でも、そんなときに子どもが発した、「やってみたい!」という言葉。

実はそこに、
とても大切なものが
隠れているのかもしれません。

「やってみたい」は、生命が動いている瞬間

子どもは、生まれながらに好奇心を持っています。

触ってみたい。
匂いをかいでみたい。
自分でやってみたい。
「どうなるんだろう?」

その好奇心が、子どもを世界へ向かわせます。

誰かに言われたからではなく、
「自分からやってみたい」と思ったとき、
子どもの中から力が出てきます。

それはまさに、
生命力が動いている瞬間ではないでしょうか。

料理は、五感を使う体験

料理には、
子どもの「やってみたい」が
生まれる場面がたくさんあります。

野菜を洗う。
レタスをちぎる。
果物を切る。
材料を混ぜる。
お皿に盛りつける。
触った感じ。
切ったときの音。
果物の香り。
色の組み合わせ。

そして最後に、味わう。

昨日の記事では、
五感は食卓を使って学べる
「身近な教室」 だとお話ししました。

料理はそこからもう一歩進んで、自分の手で世界に関わる体験になります。

大人が答えを出さない時間

たとえば、サラダを一緒につくるとします。
「ここにトマトを置きなさい」ではなく、

「どこに置いたら、おいしそうに見えるかな?」と聞いてみる。

正解はありません。
真ん中に置くかもしれない。
端に並べるかもしれない。

大人には思いつかないような
盛りつけをするかもしれません。

そこで、「違うよ」ではなく、

「面白いね。
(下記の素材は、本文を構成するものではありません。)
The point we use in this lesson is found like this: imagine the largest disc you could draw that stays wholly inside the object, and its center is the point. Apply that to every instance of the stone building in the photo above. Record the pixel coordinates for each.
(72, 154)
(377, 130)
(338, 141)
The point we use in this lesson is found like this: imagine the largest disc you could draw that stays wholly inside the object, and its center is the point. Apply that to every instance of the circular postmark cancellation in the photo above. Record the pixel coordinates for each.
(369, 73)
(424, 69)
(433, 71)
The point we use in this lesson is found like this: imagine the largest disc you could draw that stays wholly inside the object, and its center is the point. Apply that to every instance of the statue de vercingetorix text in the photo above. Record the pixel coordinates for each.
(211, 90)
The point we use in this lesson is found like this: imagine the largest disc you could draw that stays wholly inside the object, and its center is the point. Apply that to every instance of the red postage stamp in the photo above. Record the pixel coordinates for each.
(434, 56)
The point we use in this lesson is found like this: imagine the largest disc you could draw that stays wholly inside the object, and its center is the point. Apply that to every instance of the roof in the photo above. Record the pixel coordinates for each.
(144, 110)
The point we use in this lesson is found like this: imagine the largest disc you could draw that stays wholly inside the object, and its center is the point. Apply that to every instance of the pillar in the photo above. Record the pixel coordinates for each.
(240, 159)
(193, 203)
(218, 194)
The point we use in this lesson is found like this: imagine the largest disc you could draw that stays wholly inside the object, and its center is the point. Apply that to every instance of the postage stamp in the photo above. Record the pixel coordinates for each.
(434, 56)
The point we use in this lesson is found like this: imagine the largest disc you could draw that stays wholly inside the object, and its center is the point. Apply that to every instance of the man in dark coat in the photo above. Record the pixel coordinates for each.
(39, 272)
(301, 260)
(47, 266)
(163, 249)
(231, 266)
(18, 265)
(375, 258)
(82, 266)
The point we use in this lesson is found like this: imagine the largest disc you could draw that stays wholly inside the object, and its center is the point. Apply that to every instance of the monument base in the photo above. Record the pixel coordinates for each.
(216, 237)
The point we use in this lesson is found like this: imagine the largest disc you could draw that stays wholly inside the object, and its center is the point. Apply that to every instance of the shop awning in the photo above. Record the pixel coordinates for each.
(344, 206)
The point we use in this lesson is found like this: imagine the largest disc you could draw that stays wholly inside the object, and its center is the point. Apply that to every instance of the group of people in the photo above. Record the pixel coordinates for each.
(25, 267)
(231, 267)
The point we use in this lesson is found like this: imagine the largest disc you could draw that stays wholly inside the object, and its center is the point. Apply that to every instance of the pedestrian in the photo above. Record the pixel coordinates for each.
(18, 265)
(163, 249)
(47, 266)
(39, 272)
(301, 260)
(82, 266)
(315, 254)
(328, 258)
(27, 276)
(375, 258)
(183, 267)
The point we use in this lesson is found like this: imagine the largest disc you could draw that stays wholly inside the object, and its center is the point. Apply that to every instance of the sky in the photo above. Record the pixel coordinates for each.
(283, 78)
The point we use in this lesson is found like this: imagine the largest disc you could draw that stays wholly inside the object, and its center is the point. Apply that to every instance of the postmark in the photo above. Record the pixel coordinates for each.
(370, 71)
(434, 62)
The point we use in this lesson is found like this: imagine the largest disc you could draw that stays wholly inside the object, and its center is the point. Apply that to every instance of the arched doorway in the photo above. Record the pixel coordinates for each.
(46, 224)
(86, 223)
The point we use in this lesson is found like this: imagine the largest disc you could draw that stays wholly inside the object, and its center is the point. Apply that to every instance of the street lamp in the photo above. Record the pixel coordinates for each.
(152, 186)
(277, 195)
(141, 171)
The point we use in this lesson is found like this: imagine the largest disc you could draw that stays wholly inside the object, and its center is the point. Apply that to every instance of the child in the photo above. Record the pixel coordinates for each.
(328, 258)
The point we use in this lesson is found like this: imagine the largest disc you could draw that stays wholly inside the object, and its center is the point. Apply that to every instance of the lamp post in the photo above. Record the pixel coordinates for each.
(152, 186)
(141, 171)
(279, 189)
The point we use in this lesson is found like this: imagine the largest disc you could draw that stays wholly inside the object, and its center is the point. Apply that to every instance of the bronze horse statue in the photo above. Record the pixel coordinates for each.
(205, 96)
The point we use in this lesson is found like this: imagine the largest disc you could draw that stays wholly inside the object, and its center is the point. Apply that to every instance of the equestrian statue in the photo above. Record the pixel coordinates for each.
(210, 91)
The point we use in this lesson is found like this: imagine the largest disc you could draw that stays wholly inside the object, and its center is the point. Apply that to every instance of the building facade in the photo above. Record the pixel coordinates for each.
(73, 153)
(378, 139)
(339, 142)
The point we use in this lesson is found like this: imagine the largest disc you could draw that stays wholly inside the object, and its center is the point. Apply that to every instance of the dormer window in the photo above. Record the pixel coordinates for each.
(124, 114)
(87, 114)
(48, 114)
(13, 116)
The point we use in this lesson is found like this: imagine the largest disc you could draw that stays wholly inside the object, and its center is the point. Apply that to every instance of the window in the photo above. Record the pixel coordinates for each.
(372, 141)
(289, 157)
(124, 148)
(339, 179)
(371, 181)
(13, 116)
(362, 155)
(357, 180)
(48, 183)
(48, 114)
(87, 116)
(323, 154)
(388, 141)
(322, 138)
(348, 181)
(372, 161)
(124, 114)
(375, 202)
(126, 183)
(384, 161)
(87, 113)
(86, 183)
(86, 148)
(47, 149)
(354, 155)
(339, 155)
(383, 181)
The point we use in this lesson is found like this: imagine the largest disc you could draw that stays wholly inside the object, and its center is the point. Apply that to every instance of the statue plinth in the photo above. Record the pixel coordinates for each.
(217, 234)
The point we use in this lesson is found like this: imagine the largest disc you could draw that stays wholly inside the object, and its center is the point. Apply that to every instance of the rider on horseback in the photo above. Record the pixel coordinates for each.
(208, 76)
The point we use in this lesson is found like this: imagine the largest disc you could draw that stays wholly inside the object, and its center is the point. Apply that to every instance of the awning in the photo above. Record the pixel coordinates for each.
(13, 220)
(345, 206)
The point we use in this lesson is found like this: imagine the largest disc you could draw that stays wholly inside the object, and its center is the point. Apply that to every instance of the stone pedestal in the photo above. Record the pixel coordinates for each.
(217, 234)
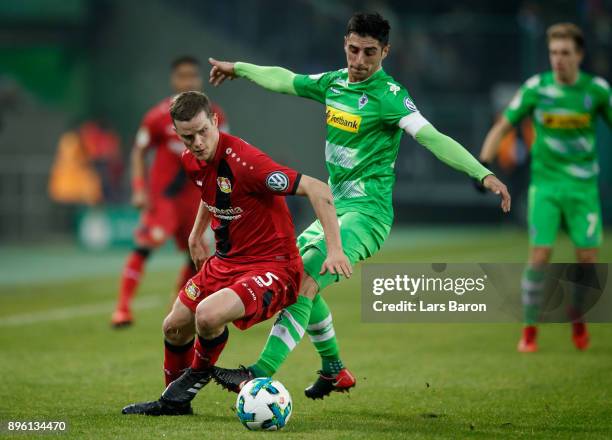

どうしてそうしたの?」と聞いてみる。

すると子どもは、
自分で考え、
自分の言葉で話し始めます。

料理をしているようで、

考える力や、
感じる力や、
表現する力も
一緒に動いているのです。

「できた!」より大切にしたいこと

私たち大人は、つい結果を見ます。

上手に切れた。
きれいにできた。
最後までできた。

もちろん、「できた!」という喜びも大切です。

でも、その一歩前にある、「やってみたい!」
をもっと大切にしてもよいのではないでしょうか。

うまく切れなくてもいい。
少しくらいこぼしてもいい。
盛りつけが不思議でもいい。
その子が自分から手を伸ばした。

考えた。工夫した。
失敗して、もう一度やってみた。

そこに、
学びがあります。

子どもの「やってみたい」を待てる大人に

子どもの可能性を育てるというと、
何か特別な教育を
しなければならないように感じます。

でも、もしかすると大人にできることは、
すぐに答えを教えることではなく、

少し待つこと。なのかもしれません。
自分で選ぶまで待つ。
自分で考えるまで待つ。

失敗しても、
すぐに手を出さずに見てみる。

そして必要なときだけ、
そっと手を貸す。

子どもを信じて待つことも、
可能性を育てる一つの方法です。

夏休みの最後に、一品だけ一緒につくってみませんか?

夏休みも残りわずか。
特別な料理でなくて大丈夫です。

果物を切って、好きなように盛りつける。

野菜をちぎって、サラダをつくる。

好きな果物と野菜で、
スムージーをつくってみる。

そして大人は、
少しだけ手を出すのを我慢して、

「どうしたい?」と聞いてみる。

料理が完成すること以上に、
子どもの目が輝く瞬間を見つけてみてください。

「やってみたい!」その小さな言葉の中には、

自分で感じ、
自分で考え、
自分で世界に関わろうとする力
があります。

私たちが育てたいのは、
料理が上手な子どもだけではありません。

いつか大人になったとき、「私は、どうしたい?」と自分に問い、
自分で一歩を選べる人。

その力の小さな芽は、
今日のキッチンにもあるのかもしれません。

「やってみたい」は、生命力のサイン。

今日は少しだけ、
そのサインを見逃さずに待ってみませんか。